Published online Sep 11, 2019. doi: 10.5492/wjccm.v8.i5.72
Peer-review started: April 8, 2019
First decision: August 2, 2019
Revised: August 13, 2019
Accepted: August 21, 2019
Article in press: August 21, 2019
Published online: September 11, 2019
Processing time: 160 Days and 22.2 Hours
Tuberculosis (TB) is a rare etiology of the septic shock. Timely administration of the anti-microbial agents has shown mortality benefit. Prompt diagnosis and a high index of suspicion are crucial to the management. We present three cases of TBSS with poor outcome in the majority despite timely and susceptible antibiotic administration.
Sixty-seven-year-old woman with latent TB presented with fever, cough, and shortness of breath. She was promptly diagnosed with active TB and started on the appropriate anti-microbial regimen; she had a worsening clinical course with septic shock and multi-organ failure after initiation of antibiotics. Thirty-three-year-old man immunocompromised with acquired immune deficiency syndrome presented with fever, anorexia and weight loss. He had no respiratory symptoms, and first chest X-ray was normal. He had enlarged liver, spleen and lymph nodes suspicious for lymphoma. Despite broad-spectrum antibiotics, he succumbed to refractory septic shock and multi-organ failure. It was shortly before his death that anti-TB antimicrobials were initiated based on pathology reports of bone marrow and lymph node biopsies. Forty-nine-year-old woman with asthma and latent TB admitted with cough and shortness of breath. Although Initial sputum analysis was negative, a subsequent broncho-alveolar lavage turned out to be positive for acid fast bacilli followed by initiation of susceptible ant-TB regimen. She had a downward spiral clinical course with shock, multi-organ failure and finally death.
Worse outcome despite timely initiation of appropriate antibiotics raises suspicion of TB immune reconstitution as a possible pathogenesis for TB septic shock.

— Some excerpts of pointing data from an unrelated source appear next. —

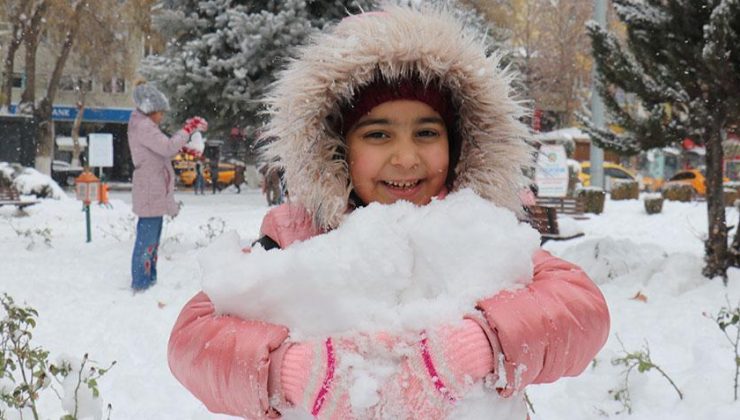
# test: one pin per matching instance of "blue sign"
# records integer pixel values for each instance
(102, 115)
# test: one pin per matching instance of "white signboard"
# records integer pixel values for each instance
(100, 150)
(551, 172)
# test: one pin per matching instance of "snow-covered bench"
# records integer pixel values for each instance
(545, 220)
(565, 205)
(10, 197)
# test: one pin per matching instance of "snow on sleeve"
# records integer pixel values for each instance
(392, 267)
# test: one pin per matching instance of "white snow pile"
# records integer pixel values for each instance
(387, 267)
(29, 181)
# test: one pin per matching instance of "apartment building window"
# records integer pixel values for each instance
(69, 83)
(115, 85)
(19, 80)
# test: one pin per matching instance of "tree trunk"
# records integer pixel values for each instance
(28, 98)
(8, 67)
(45, 139)
(716, 254)
(735, 249)
(76, 127)
(31, 37)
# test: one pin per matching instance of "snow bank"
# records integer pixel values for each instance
(388, 267)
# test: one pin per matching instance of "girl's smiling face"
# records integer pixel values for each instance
(398, 151)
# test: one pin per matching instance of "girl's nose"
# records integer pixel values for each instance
(405, 154)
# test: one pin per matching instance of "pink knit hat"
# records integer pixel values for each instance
(381, 91)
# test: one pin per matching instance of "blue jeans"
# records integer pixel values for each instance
(200, 183)
(144, 258)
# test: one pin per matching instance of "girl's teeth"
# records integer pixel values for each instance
(402, 184)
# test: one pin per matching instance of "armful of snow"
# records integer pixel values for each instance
(224, 360)
(551, 328)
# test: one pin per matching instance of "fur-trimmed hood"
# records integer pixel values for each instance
(394, 43)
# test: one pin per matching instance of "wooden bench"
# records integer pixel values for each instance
(564, 205)
(10, 197)
(545, 220)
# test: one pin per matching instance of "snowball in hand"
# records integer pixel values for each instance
(392, 267)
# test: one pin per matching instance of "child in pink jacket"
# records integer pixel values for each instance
(400, 104)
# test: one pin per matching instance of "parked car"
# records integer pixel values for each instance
(611, 170)
(226, 173)
(64, 173)
(693, 177)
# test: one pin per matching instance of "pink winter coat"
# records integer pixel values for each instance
(154, 178)
(554, 327)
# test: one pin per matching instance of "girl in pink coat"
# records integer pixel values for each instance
(153, 190)
(400, 104)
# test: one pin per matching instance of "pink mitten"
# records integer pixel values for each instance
(195, 124)
(310, 380)
(439, 371)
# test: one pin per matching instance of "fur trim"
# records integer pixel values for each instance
(397, 42)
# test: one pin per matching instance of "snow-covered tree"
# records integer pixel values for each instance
(681, 64)
(222, 54)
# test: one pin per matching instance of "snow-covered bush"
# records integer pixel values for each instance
(29, 181)
(653, 204)
(625, 190)
(593, 199)
(679, 192)
(728, 320)
(27, 375)
(640, 360)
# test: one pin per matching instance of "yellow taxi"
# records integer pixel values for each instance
(693, 177)
(611, 170)
(226, 173)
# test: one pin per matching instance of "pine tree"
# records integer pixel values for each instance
(681, 64)
(223, 54)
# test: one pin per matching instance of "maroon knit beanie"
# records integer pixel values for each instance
(381, 91)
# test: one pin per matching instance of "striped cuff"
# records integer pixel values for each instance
(307, 374)
(457, 357)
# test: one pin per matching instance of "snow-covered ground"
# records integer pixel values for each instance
(81, 291)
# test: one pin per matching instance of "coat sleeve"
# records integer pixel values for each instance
(224, 360)
(551, 328)
(159, 143)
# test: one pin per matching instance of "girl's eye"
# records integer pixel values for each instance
(427, 133)
(376, 135)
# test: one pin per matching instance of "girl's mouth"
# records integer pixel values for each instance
(402, 185)
(404, 190)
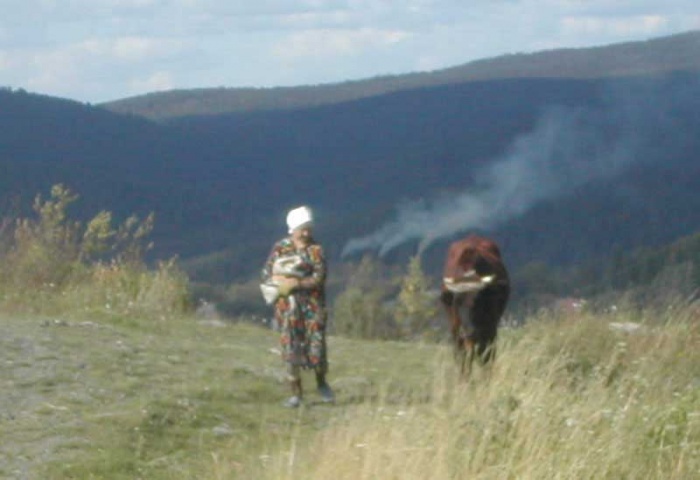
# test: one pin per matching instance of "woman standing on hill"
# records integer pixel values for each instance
(296, 267)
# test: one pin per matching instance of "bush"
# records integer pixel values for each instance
(52, 264)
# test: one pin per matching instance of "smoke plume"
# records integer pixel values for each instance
(567, 148)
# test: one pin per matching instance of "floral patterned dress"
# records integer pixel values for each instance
(301, 316)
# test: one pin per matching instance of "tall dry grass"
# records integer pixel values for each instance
(568, 398)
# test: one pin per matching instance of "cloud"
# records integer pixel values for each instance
(329, 43)
(618, 27)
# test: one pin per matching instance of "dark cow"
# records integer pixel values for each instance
(475, 290)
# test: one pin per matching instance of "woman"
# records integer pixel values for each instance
(297, 267)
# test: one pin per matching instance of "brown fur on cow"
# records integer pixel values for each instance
(475, 290)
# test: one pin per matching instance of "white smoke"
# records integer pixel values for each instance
(566, 149)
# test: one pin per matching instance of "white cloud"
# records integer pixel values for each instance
(619, 27)
(329, 43)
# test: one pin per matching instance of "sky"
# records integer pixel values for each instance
(102, 50)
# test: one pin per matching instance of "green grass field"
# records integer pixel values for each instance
(181, 399)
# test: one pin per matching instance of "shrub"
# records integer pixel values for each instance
(52, 264)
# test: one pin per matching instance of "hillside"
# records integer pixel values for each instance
(657, 56)
(613, 166)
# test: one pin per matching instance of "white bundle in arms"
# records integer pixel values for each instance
(288, 266)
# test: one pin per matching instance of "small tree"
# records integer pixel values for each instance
(360, 310)
(416, 308)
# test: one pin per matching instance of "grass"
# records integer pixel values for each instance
(177, 399)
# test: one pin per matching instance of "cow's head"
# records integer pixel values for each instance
(466, 269)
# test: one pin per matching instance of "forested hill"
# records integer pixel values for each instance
(674, 53)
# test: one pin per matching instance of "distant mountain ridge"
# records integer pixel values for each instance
(680, 52)
(610, 164)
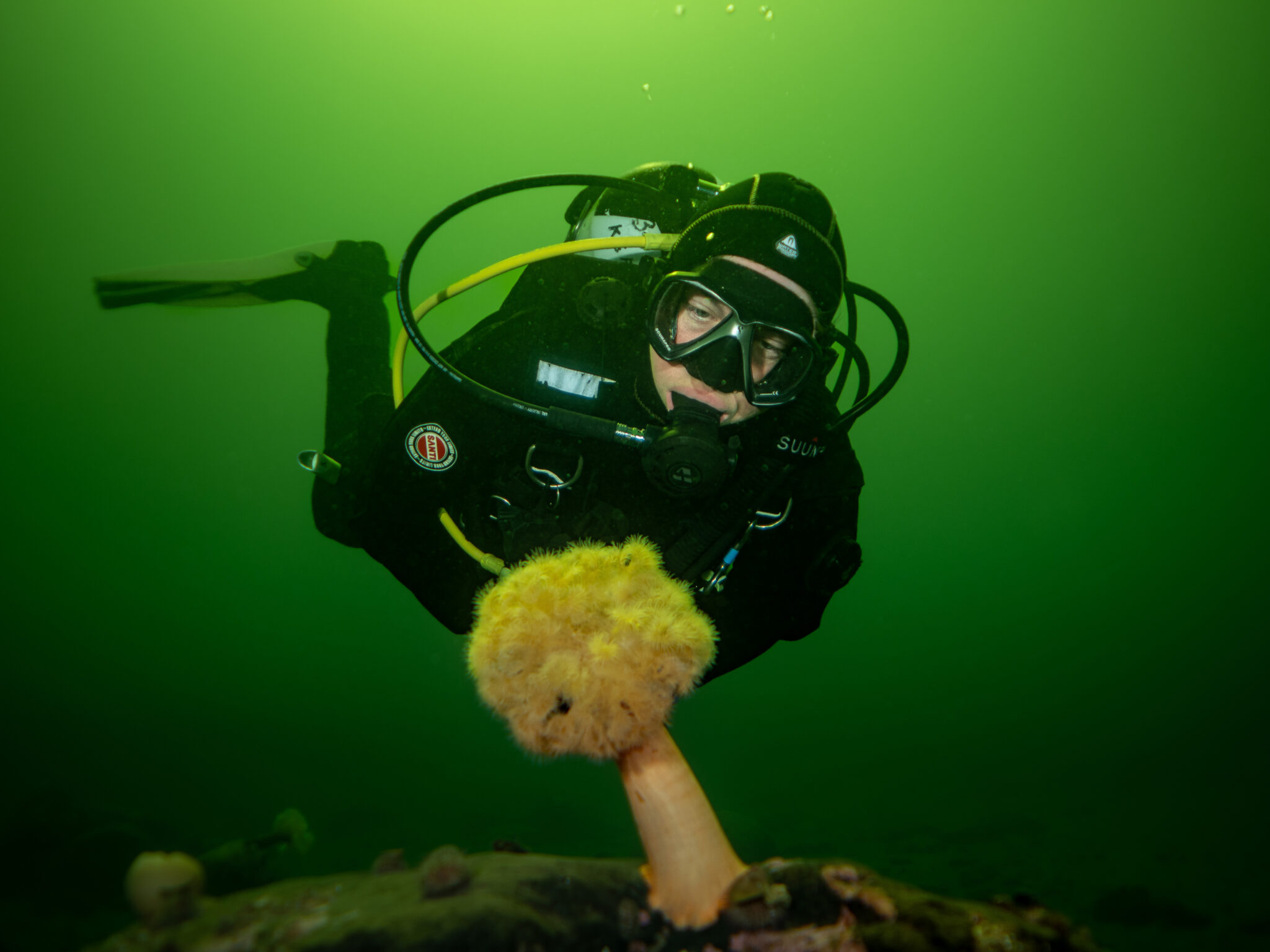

Core tip: Tuberculosis septic shock is a rare entity. We present three cases of tuberculosis septic shock with varied clinical manifestations. Mycobacterium tuberculosis culture or nucleic acid amplification testing confirmed diagnosis of tuberculosis. All of our presented cases had poor outcome despite timely administration of appropriate anti-tuberculosis regimen. There was clinical and radiological deterioration after administration of anti-microbial agents. This deteriorating clinical course raises a concern for immune reconstitution as possible pathogenesis for tuberculosis septic shock.